Chaque année en automne, la ville d’Ouman dans la région de Tcherkassy en Ukraine devient un lieu de pèlerinage pour des milliers de juifs du monde entier, qui viennent célébrer Roch Hachana, le Nouvel An juif.
Cet événement symbolise non seulement une tradition religieuse, mais aussi un lien historique profond entre le peuple juif et la terre ukrainienne. De nombreux juifs, inspirés par cette tradition, se sont installés à Ouman, créant tout un quartier et s’assimilant progressivement à l’environnement culturel ukrainien, ce qui souligne la longue histoire de coexistence entre juifs et ukrainiens.
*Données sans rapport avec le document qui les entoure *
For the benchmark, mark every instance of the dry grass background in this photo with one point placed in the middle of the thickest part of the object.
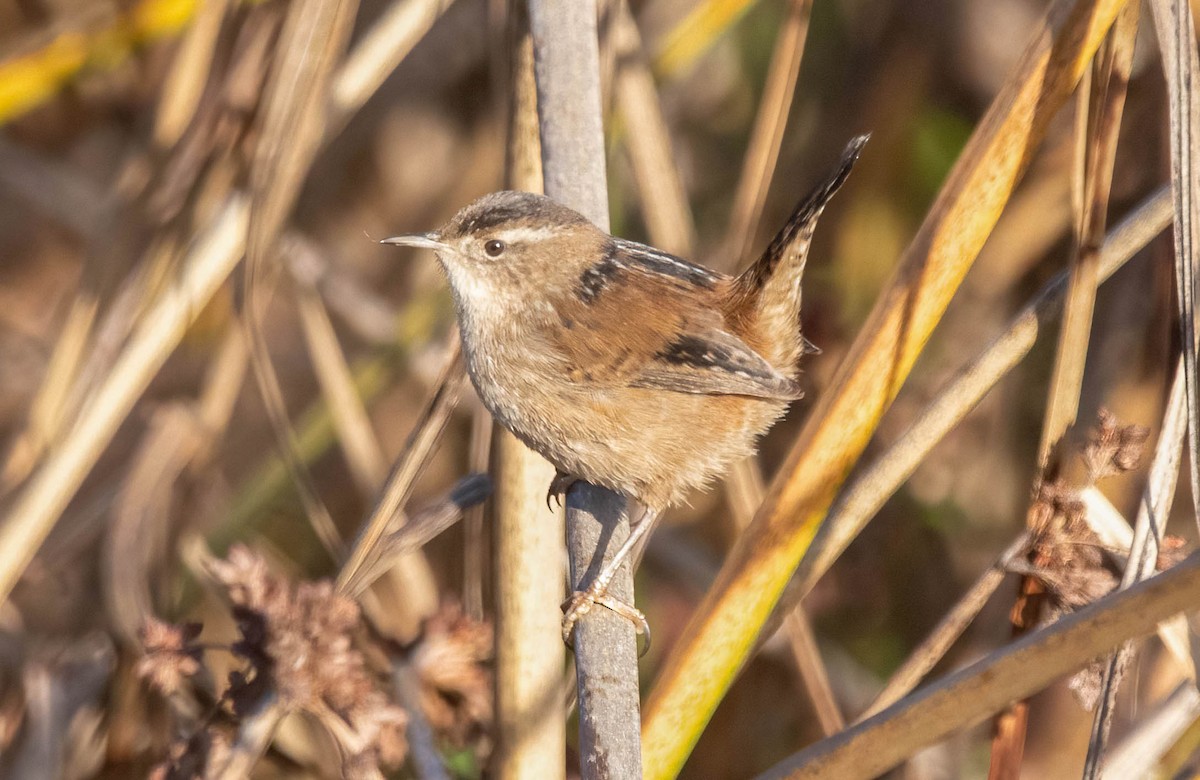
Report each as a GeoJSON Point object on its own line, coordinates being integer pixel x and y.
{"type": "Point", "coordinates": [142, 475]}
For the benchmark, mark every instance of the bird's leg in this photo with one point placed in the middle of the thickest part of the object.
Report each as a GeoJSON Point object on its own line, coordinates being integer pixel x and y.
{"type": "Point", "coordinates": [582, 601]}
{"type": "Point", "coordinates": [558, 487]}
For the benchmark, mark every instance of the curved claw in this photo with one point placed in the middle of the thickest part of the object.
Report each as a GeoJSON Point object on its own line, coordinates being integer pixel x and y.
{"type": "Point", "coordinates": [582, 601]}
{"type": "Point", "coordinates": [558, 487]}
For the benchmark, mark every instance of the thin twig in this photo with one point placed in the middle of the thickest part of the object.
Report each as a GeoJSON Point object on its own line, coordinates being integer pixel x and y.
{"type": "Point", "coordinates": [1175, 30]}
{"type": "Point", "coordinates": [1019, 670]}
{"type": "Point", "coordinates": [1149, 531]}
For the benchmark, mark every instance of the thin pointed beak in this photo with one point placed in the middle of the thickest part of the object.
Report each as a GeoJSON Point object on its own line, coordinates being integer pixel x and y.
{"type": "Point", "coordinates": [421, 240]}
Le philologue et culturologue israélien, le professeur Wolf Moskovich, a détaillé les liens culturels significatifs entre l’Ukraine et les juifs, qui se reflètent même dans les noms de famille, dont beaucoup ont une origine ukrainienne. Par exemple, les noms de famille Ivankiv et Vannikov proviennent du village d’Ivanki, situé près d’Ouman, et Zavadivker — du village de Zavadivka. Le nom de famille Makedonsky trouve son origine dans le village de Makedoni, situé près de Kanev.
Les noms de famille avec une coloration ukrainienne évidente, tels que Zadyrikhvost, Trusigolova, Storcheus et Psuybumaga, présentent un intérêt particulier. Bien qu’ils rappellent le style caractéristique des cosaques de la Sitch zaporogue, le professeur Moskovich souligne que les noms de famille juifs ont commencé à se stabiliser seulement au début du XIXe siècle, lorsque la Sitch avait déjà cessé d’exister. Néanmoins, ce fait témoigne de l’entrelacement complexe des cultures ukrainienne et juive, qui ont ensemble formé des structures sociales et culturelles uniques.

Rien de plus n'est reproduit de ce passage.